Identificati microRNA che inducono rigenerazione cardiaca

Specifiche sequenze di microRNA (miRNA), piccole molecole di RNA coinvolte nei meccanismi di regolazione dell’espressione dei geni, possono stimolare la divisione dei cardiomiociti, le cellule muscolari contrattili del cuore. La scoperta, che potrebbe in futuro avere ricadute terapeutiche, è frutto di un lavoro di collaborazione tra laboratorio di medicina molecolare dell’International Centre for Genetic Engineering and Biotechnology (ICGEB) di Trieste, l’Università di Trieste e “Ospedali Riuniti” della stessa città, e l’Università di Würzburg, in Germania.

Nei mammiferi, l’ingrossamento del cuore durante lo sviluppo embrionale dipende essenzialmente dall’aumento del numero dei cardiomiociti ma, dopo la nascita, questi smettono di proliferare e l’ulteriore crescita del miocardio avviene attraverso l’ingrossamento ipertrofico dei cardiomiociti esistenti. Questa è la ragione per cui nei soggetti colpiti da infarto del miocardio la morte dei cardiomiociti produce un danno al tessuto cardiaco permanente e irreparabile.
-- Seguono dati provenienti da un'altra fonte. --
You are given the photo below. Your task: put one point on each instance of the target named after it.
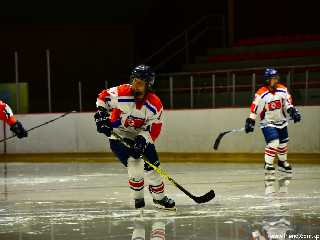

I ricercatori di Trieste hanno però recentemente dimostrato che la somministrazione dall’esterno di specifici microRNAs (miRNA) stimola in modo marcato la proliferazione dei cardiomiociti e promuove la riparazione del danno cardiaco. Hanno effettuato uno screening funzionale high-throughput alla ricerca di miRNA umani that promuovessero la proliferazione dei cardiomiociti neonatali usando una libreria di miRNA “whole-genome”. I ricercatori hanno così identificato 40 molecole di microRNA che sono stati in grado di aumentare notevolmente la sintesi del DNA e il tasso di divisione dei cardiomiociti postnatali di ratto e di topo. Di questi 40 miRNA, ne sono stati selezionati due che sono stati impiegati in test in vivo sui topi: i due miRNA, inseriti in vettori usati nella terapia genica, sono riusciti a stimolare la proliferazione dei cardiomiociti in animali neonati e adulti, e hanno indotto una notevole rigenerazione cardiaca in topi che avevano subito un infarto del miocardio e un quasi totale recupero del parametri funzionali del cuore.
Il risultato, ottenuto su topi, apre interessanti prospettive nel campo della medicina rigenerativa, in particolare per soggetti colpiti da infarto, che subiscono un danno permanente al tessuto cardiaco conseguente alla perdita di cardiomiociti.